Prince William pays tribute to Dame Deborah James and her Bowelbabe legacy. Charli Frost reports
The Prince of Wales said we could all “learn from and be inspired by” Dame Deborah James in a pre-recorded clip shown during the Stand Up To Cancer live show.
TV stars Davina McCall, Adam Hills, Joe Lycett and Munya Chawawa hosted a 90-minute takeover at The Francis Crick Institute to celebrate 10 years of the appeal for Cancer Research UK.
During the broadcast on Channel 4, William appeared in a clip to praise Dame Deborah who died in June 2022 at the age of 40 after suffering from bowel cancer.
He said: “Dame Deborah James was one of those special people who can unite and inspire others with the sheer force of her spirit.
“She encouraged us all to live life to the fullest, to tackle the toughest challenges with strength and bravery and to rally together to stand up to cancer.”
Dame Deborah set up the Bowelbabe Fund for Cancer Research UK which has raised more than £10 million and for her efforts she was made a dame.
Her damehood was conferred by William, who joined her family for afternoon tea and champagne at home before her death last year.
Damehoods are usually handed out by members of the royal family at investiture ceremonies which take place at royal palaces, including Buckingham Palace and Windsor Castle.

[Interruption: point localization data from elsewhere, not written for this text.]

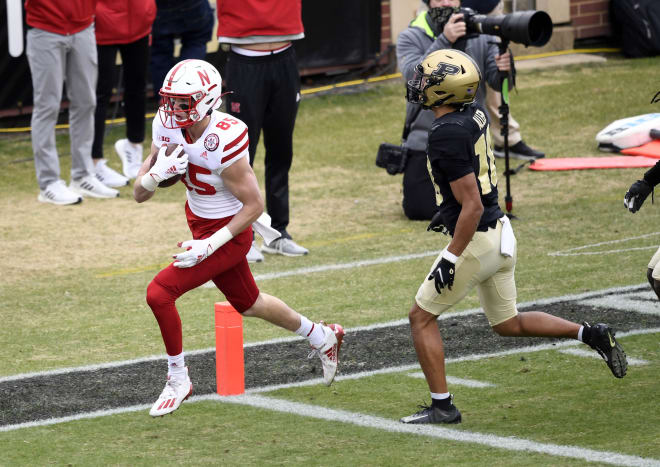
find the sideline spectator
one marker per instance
(517, 147)
(122, 26)
(191, 22)
(482, 250)
(61, 49)
(223, 202)
(262, 74)
(633, 200)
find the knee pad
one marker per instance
(159, 296)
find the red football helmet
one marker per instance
(192, 88)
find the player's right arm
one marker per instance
(140, 193)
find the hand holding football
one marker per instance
(172, 180)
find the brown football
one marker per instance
(172, 180)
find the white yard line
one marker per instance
(592, 354)
(441, 432)
(100, 366)
(470, 383)
(576, 251)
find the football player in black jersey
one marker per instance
(633, 200)
(482, 250)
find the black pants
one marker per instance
(418, 191)
(135, 60)
(266, 92)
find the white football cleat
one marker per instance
(328, 352)
(177, 390)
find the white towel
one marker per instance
(263, 228)
(508, 241)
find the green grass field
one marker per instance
(74, 279)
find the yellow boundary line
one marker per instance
(346, 84)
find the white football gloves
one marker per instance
(198, 250)
(165, 167)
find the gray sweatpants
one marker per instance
(54, 60)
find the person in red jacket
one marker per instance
(122, 26)
(61, 48)
(262, 74)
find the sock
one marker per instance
(441, 400)
(176, 365)
(584, 334)
(312, 331)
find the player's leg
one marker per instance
(241, 291)
(162, 293)
(428, 340)
(497, 295)
(653, 273)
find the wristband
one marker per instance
(449, 256)
(148, 182)
(219, 238)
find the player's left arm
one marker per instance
(240, 180)
(466, 192)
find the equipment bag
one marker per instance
(638, 24)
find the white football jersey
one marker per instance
(224, 142)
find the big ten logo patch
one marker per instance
(211, 142)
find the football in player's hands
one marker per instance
(172, 180)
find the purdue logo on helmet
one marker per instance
(445, 76)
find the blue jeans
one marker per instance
(192, 22)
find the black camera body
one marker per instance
(392, 158)
(524, 27)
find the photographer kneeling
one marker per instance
(439, 28)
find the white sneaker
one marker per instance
(58, 193)
(284, 246)
(329, 351)
(108, 176)
(92, 186)
(177, 390)
(254, 255)
(130, 155)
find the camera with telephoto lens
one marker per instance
(523, 27)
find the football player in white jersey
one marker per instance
(223, 201)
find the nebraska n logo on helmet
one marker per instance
(446, 76)
(191, 90)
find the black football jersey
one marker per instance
(459, 144)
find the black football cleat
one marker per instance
(430, 414)
(602, 341)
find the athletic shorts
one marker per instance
(482, 266)
(655, 265)
(227, 267)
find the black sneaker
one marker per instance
(602, 341)
(520, 150)
(430, 414)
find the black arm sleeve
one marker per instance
(652, 176)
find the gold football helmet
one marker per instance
(446, 76)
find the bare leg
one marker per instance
(428, 345)
(654, 283)
(537, 324)
(275, 311)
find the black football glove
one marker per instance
(443, 275)
(636, 195)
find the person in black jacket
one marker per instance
(633, 200)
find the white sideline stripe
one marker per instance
(592, 354)
(471, 383)
(337, 266)
(162, 357)
(570, 251)
(434, 431)
(312, 382)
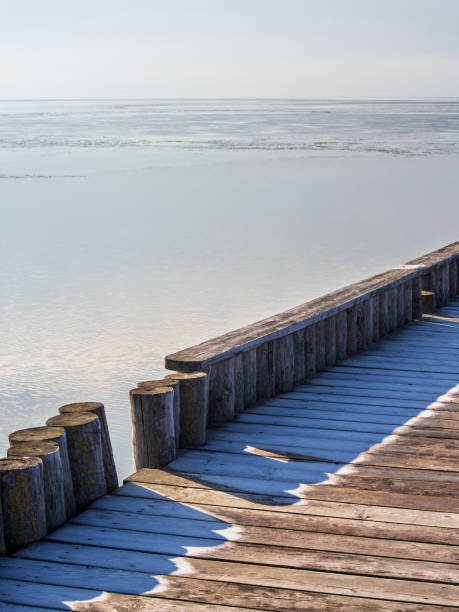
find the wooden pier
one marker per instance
(327, 477)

“It was an honour to meet Deborah and her family and present her with her damehood,” William continued.
“I’ll never forget her kindness, warmth, honesty and humour in adversity. Let’s all learn from and be inspired by her passion for life.”

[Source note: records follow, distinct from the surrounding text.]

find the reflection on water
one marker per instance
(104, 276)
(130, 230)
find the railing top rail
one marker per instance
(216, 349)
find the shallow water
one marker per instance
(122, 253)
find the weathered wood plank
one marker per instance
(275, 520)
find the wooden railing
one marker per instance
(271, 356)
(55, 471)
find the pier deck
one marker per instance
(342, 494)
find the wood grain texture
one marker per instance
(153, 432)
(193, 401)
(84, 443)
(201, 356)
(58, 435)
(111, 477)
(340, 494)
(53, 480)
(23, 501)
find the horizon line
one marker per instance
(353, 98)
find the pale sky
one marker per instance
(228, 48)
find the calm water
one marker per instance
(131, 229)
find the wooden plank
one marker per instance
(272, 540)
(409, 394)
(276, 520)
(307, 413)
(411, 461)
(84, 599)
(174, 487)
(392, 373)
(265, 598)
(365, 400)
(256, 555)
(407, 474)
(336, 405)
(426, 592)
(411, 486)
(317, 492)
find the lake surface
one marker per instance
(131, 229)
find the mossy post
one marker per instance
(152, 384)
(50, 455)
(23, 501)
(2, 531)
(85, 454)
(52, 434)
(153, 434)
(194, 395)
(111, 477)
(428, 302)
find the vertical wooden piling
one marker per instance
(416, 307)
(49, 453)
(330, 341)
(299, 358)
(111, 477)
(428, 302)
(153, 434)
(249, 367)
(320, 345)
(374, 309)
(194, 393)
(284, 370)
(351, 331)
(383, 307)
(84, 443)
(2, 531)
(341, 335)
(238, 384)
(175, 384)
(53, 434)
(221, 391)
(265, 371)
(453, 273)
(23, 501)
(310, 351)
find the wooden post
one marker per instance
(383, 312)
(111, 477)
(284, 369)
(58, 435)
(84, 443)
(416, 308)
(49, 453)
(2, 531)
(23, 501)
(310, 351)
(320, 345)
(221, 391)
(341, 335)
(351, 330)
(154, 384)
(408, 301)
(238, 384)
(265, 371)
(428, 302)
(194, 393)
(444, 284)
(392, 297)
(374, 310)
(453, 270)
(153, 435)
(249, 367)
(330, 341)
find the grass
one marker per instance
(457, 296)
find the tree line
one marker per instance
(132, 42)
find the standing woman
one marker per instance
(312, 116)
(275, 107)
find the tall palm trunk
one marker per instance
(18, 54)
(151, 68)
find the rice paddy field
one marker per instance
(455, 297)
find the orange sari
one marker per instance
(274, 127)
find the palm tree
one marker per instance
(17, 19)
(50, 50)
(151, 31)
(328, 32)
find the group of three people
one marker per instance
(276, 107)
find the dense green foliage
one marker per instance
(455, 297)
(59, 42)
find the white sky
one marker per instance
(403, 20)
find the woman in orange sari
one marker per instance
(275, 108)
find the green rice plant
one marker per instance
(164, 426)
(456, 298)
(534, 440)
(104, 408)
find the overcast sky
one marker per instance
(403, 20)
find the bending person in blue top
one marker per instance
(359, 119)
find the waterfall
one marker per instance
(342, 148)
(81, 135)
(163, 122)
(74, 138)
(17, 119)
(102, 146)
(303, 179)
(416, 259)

William said You, Me And The Big C podcast host Dame Deborah “truly made a difference to the lives of so many” by breaking down taboos around having symptoms checked.

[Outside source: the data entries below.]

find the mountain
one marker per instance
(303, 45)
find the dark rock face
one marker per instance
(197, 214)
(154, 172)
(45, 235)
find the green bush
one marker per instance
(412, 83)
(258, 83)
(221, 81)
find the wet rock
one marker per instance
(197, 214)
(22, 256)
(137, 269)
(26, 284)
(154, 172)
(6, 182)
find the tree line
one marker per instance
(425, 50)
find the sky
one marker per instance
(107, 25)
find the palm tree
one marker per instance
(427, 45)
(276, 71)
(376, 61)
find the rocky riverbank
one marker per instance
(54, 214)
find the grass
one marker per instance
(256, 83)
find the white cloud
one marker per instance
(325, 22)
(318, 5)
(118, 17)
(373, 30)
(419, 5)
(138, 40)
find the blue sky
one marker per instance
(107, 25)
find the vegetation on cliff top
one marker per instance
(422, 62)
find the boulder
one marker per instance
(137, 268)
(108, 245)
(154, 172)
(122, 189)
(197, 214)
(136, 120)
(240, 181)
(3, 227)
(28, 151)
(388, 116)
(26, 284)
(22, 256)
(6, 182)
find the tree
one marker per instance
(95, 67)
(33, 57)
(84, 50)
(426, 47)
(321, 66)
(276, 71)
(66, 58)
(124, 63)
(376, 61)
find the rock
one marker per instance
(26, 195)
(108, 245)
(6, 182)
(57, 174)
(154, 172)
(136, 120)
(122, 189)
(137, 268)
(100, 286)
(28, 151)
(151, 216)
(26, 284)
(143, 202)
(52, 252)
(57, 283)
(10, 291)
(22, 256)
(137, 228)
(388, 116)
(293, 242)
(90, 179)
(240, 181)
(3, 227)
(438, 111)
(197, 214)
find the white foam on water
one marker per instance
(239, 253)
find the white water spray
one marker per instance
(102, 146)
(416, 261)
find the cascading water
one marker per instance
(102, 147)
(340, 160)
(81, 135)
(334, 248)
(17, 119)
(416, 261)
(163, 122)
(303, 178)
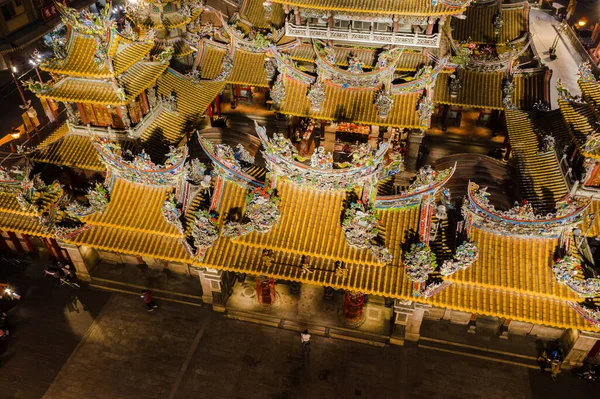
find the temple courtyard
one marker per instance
(95, 343)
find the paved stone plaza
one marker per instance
(182, 351)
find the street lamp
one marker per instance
(14, 71)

He added: “In the months leading up to, and after her death, the NHS saw a substantial increase in the number of people being referred for bowl cancer checks in England.
“Millions of pounds are raised in Deborah’s name for the BowelBabe fund for Cancer Research UK and associated charities which would have given more people affected by cancer more time with the people they love.
“Deborah’s legacy continues to help break down stigma’s and ultimately help people live longer lives.”